I don't know where to go from this point.
 A: Continuing on your idea: there must be a path $P_3$ from $u_i$ to $v_j$ for some $i$ and $j$ that is internally disjoint from $P_1$ and $P_2$ ($P_1 \cap P_3 = \{u_i, v_j\}$ and $P_2 \cap P_3 = \{u_i, v_j\}$). Now let $P_1'$ be the path among $u_1 u_2 \dots u_i$ and $u_i u_{i+1} \dots u_{2012}$ of greatest length, and let $P_2'$ be the path among $v_1 v_2 \dots v_j$ and $v_j v_{j+1} \dots v_{2012}$ of greatest length. What can you say about the length of $P_1'$, $P_2'$, and $P_1' \cup P_2' \cup P_3$? 
A: Hint: consider two disjoint paths of length $2012$, from $a_1$ to $a_2$ and from $b_1$ to $b_2$. Since the graph is connected, there is a path from $a_i$ to $b_j$ for $i,j\in\{1,2\}$. Assume that all of those paths have length less than or equal to $2012$ and force a contradiction by showing that the paths from $a_1$ to $a_2$ and $b_1$ to $b_2$ must have length strictly less than $2012$.

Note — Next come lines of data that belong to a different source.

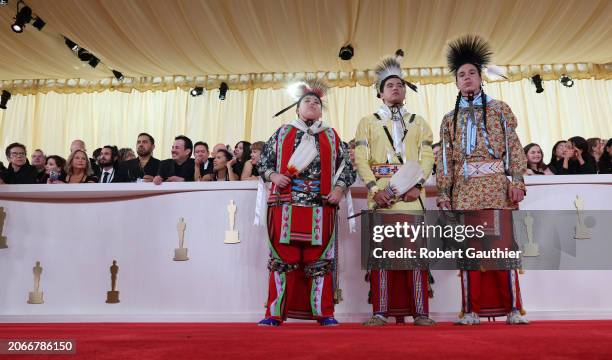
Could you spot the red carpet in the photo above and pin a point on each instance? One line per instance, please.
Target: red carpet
(541, 339)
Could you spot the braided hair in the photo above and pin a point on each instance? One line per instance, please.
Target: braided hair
(484, 112)
(484, 107)
(455, 117)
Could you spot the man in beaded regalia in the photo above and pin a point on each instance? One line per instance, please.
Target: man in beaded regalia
(310, 168)
(385, 141)
(480, 148)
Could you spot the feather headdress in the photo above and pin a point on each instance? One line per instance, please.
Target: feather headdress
(299, 89)
(390, 67)
(468, 49)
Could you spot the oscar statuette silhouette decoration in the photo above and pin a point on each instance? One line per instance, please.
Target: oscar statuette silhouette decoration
(231, 235)
(180, 253)
(36, 296)
(531, 248)
(112, 296)
(3, 244)
(582, 233)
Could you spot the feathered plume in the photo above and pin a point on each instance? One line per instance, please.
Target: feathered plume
(468, 49)
(390, 66)
(303, 87)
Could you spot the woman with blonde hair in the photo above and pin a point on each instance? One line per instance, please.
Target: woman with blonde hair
(78, 168)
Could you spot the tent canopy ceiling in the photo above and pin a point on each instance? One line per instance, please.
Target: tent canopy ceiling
(202, 37)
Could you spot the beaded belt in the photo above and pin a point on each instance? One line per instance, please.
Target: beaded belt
(384, 170)
(483, 168)
(307, 186)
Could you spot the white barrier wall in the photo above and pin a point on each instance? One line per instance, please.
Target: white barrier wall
(77, 230)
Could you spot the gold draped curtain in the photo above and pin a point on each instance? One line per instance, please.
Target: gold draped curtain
(51, 120)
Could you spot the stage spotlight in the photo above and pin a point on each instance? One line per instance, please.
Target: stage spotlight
(84, 55)
(94, 62)
(223, 90)
(537, 81)
(197, 91)
(4, 98)
(566, 81)
(24, 15)
(38, 23)
(346, 52)
(71, 44)
(118, 75)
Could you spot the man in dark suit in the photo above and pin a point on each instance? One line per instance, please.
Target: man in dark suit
(181, 166)
(145, 167)
(19, 171)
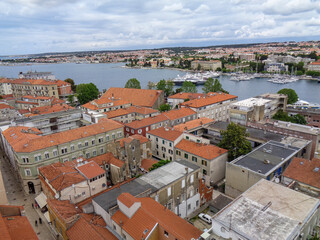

A: The vertex $u_i$ partitions the path $P_1$ into two paths, one of which has at least half of the edges of $P_1$.  Similarly, the vertex $v_j$ partitions $P_2$ into two paths, one of which has at least half of the edges of $P_2$.  Obtain a path of length more than $2012$ by joining the longer part of $P_1$ with a $u_i-v_j$ path and the longer part of $P_2$.